From 985ea6fc1315b2346b50058706c827d48781bbd8 Mon Sep 17 00:00:00 2001
From: Marius Lange <marius.lange@bsse.ethz.ch>
Date: Tue, 29 Jul 2025 16:20:26 +0200
Subject: [PATCH 4/6] Be more explicit abotu matrix types

---
 src/cellmapper/model/mapping_operator.py | 4 +++-
 1 file changed, 3 insertions(+), 1 deletion(-)

diff --git a/src/cellmapper/model/mapping_operator.py b/src/cellmapper/model/mapping_operator.py
index f1b5be4..ab3d89b 100644
--- a/src/cellmapper/model/mapping_operator.py
+++ b/src/cellmapper/model/mapping_operator.py
@@ -94,7 +94,7 @@ def __init__(
                 is_self_mapping = kernel_obj._is_self_mapping
 
             kernel_matrix = actual_matrix
-        else:
+        elif isinstance(kernel_matrix, csr_matrix | coo_matrix | csc_matrix | np.ndarray):
             # This is a raw matrix
             actual_matrix = kernel_matrix
 
@@ -103,6 +103,8 @@ def __init__(
                 n_rows, n_cols = actual_matrix.shape
                 is_self_mapping = n_rows == n_cols
                 logger.info("Inferred is_self_mapping=%s from matrix shape %s", is_self_mapping, actual_matrix.shape)
+        else:
+            raise ValueError(f"Unknown kernel_matrix type: {type(kernel_matrix)}")
 
         self.is_self_mapping = is_self_mapping
         self.eigen_solver = eigen_solver

From 800b54d064d4b03aaa8dc1dde964fd8899758db6 Mon Sep 17 00:00:00 2001
From: Marius Lange <marius.lange@bsse.ethz.ch>
Date: Tue, 29 Jul 2025 16:23:53 +0200
Subject: [PATCH 5/6] Fix the warning

---
 src/cellmapper/model/kernel.py | 6 ++++--
 1 file changed, 4 insertions(+), 2 deletions(-)

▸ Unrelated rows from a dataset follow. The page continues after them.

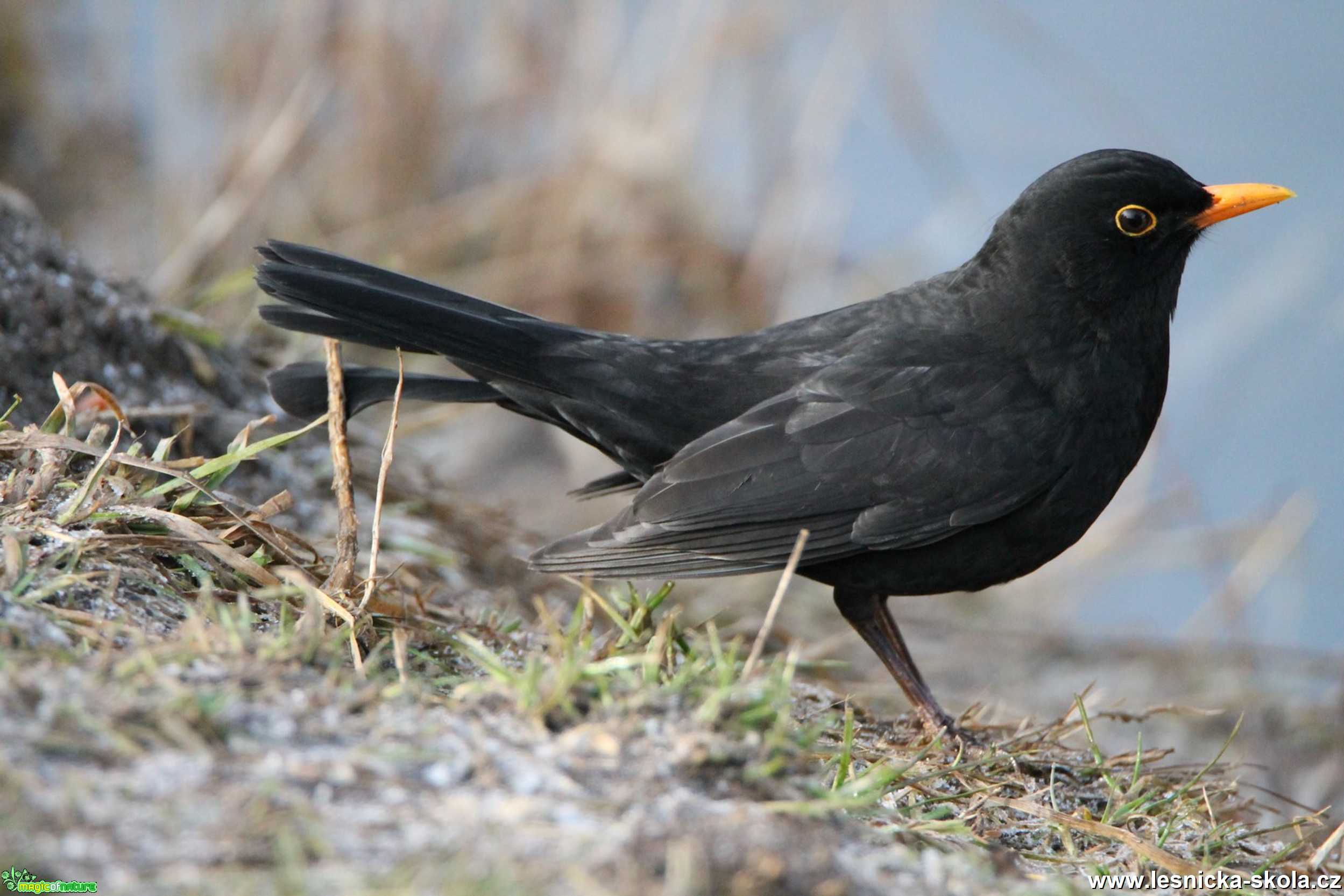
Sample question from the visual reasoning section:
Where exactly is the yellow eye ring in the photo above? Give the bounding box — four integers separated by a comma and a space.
1115, 205, 1157, 237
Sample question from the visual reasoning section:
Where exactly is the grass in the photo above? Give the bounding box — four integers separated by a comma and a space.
0, 395, 1340, 892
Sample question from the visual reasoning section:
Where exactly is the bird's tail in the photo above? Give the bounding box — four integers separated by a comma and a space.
257, 240, 586, 389
266, 361, 504, 418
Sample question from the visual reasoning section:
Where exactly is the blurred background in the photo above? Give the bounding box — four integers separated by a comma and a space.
0, 0, 1344, 806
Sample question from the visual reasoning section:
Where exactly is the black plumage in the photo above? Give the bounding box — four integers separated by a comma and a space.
257, 151, 1292, 727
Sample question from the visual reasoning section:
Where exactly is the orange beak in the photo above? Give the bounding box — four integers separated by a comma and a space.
1192, 184, 1297, 227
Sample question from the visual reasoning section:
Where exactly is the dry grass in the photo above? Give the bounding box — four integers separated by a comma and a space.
0, 395, 1340, 892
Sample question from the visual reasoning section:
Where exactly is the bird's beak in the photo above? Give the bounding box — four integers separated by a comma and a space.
1191, 184, 1297, 227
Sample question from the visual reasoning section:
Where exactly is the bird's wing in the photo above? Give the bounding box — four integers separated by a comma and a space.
532, 356, 1064, 578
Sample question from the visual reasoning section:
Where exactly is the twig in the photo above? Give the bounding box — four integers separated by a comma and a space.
742, 529, 808, 678
355, 348, 406, 616
323, 338, 359, 594
392, 626, 408, 685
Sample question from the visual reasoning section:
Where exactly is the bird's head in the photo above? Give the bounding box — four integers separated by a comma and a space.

diff --git a/src/cellmapper/model/kernel.py b/src/cellmapper/model/kernel.py
index e416ac5..87f8f0f 100644
--- a/src/cellmapper/model/kernel.py
+++ b/src/cellmapper/model/kernel.py
@@ -270,8 +270,10 @@ def compute_kernel_matrix(
             n_reference_cells = self.xrep.shape[0]
             if (
                 n_batches is None
-                and (n_query_cells > PackageConstants.JACCARD_BATCH_WARNING_CELLS)
-                or (n_reference_cells > PackageConstants.JACCARD_BATCH_WARNING_CELLS)
+                and (
+                    (n_query_cells > PackageConstants.JACCARD_BATCH_WARNING_CELLS)
+                    or (n_reference_cells > PackageConstants.JACCARD_BATCH_WARNING_CELLS)
+                )
                 and n_neighbors > PackageConstants.JACCARD_BATCH_WARNING_NEIGHBORS
             ):
                 logger.warning(

From 3eb057e920ca186b8bd79d2dca476e42c104e9c3 Mon Sep 17 00:00:00 2001
From: Marius Lange <marius.lange@bsse.ethz.ch>
Date: Tue, 29 Jul 2025 16:34:00 +0200
Subject: [PATCH 6/6] Add an extra check for type validation

---
 src/cellmapper/model/mapping_operator.py | 5 +++--
 1 file changed, 3 insertions(+), 2 deletions(-)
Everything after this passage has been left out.